O Mon 4 (1,050 MW) groundbreaking on August 19, 2025

This stabilizes power supply for the Mekong Delta and unlocks downstream chemical and fertilizer industries.

3.7. Event 7 – Wind Power Imports from Laos

In January 2025, the 500 kV Monsoon–Thanh My line was energized, enabling imports from the 600 MW Monsoon wind farm.

On December 26, 300 MW from Savan 1 (T&T Group) commenced operation.

These projects add ~2.5 billion kWh/year, easing dry-season shortages and advancing the ASEAN Power Grid vision.

3.8. Event 8 – Electricity Price Adjustment and EVN’s Financial Balance

On May 10, 2025, retail electricity prices increased 4.8% to VND 2,204/kWh.
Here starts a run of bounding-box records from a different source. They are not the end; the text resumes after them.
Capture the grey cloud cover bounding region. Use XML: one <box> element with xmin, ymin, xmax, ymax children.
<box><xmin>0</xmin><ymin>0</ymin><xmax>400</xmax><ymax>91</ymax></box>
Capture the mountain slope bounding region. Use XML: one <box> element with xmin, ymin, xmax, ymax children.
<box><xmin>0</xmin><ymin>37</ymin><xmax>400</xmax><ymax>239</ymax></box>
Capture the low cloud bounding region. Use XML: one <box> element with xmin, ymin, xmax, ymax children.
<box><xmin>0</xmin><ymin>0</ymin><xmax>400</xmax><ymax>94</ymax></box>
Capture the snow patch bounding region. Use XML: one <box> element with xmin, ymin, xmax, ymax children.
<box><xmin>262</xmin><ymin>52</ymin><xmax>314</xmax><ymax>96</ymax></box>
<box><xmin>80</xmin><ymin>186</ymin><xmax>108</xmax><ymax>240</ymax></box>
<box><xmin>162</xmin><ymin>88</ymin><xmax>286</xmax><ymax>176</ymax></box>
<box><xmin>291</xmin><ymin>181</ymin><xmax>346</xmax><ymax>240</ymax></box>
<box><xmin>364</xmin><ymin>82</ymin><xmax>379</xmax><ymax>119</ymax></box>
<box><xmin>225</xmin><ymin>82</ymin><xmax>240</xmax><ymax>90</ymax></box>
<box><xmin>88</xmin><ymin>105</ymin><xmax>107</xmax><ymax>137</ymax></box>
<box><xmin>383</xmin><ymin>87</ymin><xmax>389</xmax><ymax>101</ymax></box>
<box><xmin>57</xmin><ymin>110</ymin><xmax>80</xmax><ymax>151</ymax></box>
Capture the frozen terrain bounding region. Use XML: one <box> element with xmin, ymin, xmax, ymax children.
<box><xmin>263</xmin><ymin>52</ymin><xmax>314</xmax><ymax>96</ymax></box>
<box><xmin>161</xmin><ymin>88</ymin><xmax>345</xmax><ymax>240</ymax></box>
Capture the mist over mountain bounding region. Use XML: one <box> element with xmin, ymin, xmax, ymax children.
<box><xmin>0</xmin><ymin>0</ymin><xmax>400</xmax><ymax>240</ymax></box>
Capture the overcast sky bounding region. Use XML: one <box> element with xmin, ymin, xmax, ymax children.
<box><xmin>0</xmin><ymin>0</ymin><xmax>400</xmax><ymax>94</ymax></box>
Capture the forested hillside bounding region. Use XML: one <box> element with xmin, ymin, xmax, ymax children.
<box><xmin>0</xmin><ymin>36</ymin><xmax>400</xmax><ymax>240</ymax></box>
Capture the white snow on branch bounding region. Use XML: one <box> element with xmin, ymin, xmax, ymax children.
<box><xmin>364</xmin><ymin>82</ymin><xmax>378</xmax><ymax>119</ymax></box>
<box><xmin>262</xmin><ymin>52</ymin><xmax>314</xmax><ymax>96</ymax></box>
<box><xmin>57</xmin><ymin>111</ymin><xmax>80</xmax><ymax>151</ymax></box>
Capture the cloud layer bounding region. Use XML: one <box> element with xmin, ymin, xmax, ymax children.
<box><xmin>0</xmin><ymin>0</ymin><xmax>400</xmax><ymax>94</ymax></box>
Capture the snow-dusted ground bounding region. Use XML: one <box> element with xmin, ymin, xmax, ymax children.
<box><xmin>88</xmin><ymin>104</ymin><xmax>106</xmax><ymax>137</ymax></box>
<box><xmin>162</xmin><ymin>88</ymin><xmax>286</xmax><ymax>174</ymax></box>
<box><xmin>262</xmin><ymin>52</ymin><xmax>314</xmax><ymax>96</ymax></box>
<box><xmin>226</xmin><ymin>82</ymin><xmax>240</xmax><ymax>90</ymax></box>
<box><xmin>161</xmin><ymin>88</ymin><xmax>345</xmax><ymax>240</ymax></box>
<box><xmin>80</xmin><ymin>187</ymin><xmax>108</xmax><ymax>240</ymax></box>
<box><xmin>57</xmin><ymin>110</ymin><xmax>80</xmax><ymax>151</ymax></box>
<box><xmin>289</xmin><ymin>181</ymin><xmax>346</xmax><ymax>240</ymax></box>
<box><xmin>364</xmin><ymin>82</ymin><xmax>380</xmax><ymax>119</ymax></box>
Despite revenue gains, EVN subsidiaries (e.g., EVNHANOI) still recorded operating losses, highlighting persistent cost pressures.

The adjustment:

Improves EVN cash flow

Encourages energy efficiency and rooftop solar adoption under Decree 58/2025

3.9. Event 9 – Launch of the Carbon Market

In 2025, Vietnam piloted a carbon credit exchange, allocating emission quotas to major emitters.

With 14.8 million hectares of forest, Vietnam holds potential for 50–70 million surplus carbon credits, opening new revenue streams and preparing enterprises for EU CBAM compliance.

3.10. Event 10 – Legal Breakthrough for Offshore Wind

In 2025, the Government authorized investment approval and surveys for offshore wind pilot projects, breaking the 2021–2024 stalemate.

Though no commercial projects launched immediately, this unlocked multi-billion USD FDI pipelines for 2026–2030.

4. Conclusion and Strategic Recommendations
4.1. From Monopoly to Multipolarity

Vietnam’s energy sector in 2025 transitioned from a single-buyer monopoly to a multipolar structure, underpinned by:

Institutional reform (Electricity Law)

Infrastructure (LNG, 500 kV grid)

Markets (DPPA, carbon)

This forms a robust foundation for accelerated energy transition (2026–2030) toward Net Zero 2050.

4.2. Recommendations

– Government: Ensure effective implementation of the Electricity Law and maintain market-based pricing discipline.

– Enterprises: Leverage DPPA and self-consumption solar as export competitiveness tools.

– Investors: Focus on system-support services (energy storage, smart dispatch) and offshore wind supply chains.

– Compiled and analyzed based on data available through December 2025.